Of those who did start out coming to church, though, she said, “What was actually happening in the life of the church didn’t match what they heard in the meetings.” The attractive presentation of Biblical truths led them to believe they were becoming part of an exciting church community. But the congregation they joined, my friend said, was insular and critical, and (like a lot of long-established congregations) absorbed with relatively mundane matters of money, buildings, and leadership politics. The thrill that the new members had gotten from learning truth couldn’t be sustained in that setting, because the truth didn’t appear to be thrilling the church members themselves.

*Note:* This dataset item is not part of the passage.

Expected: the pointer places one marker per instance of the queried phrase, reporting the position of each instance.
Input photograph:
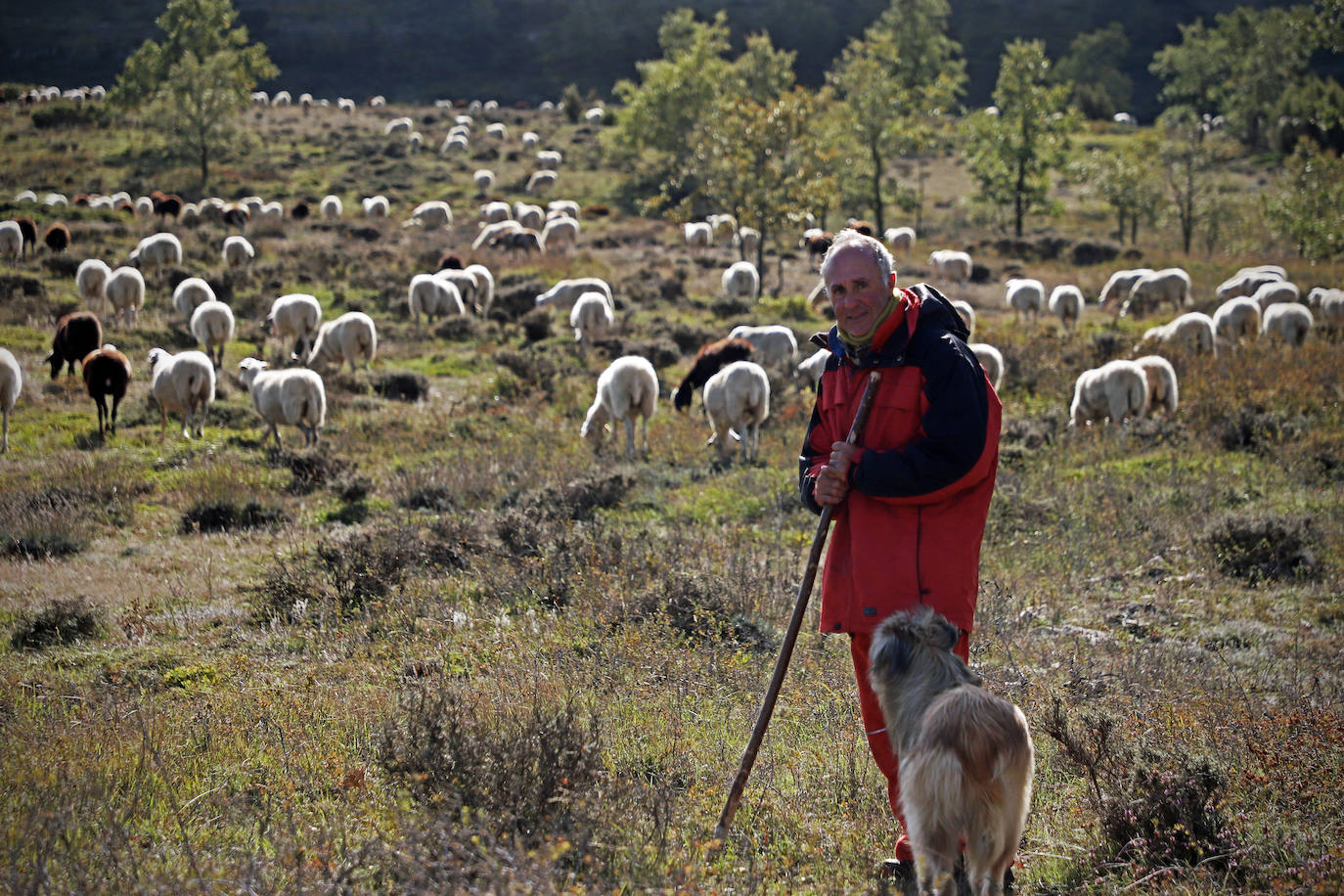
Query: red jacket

Which brings us back to local congregations. It’s something I’ve said so many times that I sound like a broken record, but it’s so self-evident that I’m surprised it needs to be said at all: people don’t want to be part of an unhappy, stressful, critical group. Of any kind. They won’t join, and won’t stay among, a group of people who are hurtful, bickering, defensive, or busily doing things of no particular importance—no matter how “right” they are.

Truth is as truth does. If every one of our congregations was kind, friendly, honest, and just in their dealings with others, I believe we wouldn’t have to send out a single flyer, much less twist anyone’s arm to join. If we were what one supposes a group based on the life of Jesus Christ could be, we’d have attracted millions, just as we’d have kept millions who have left.

We have met the enemy of church growth, and it is us.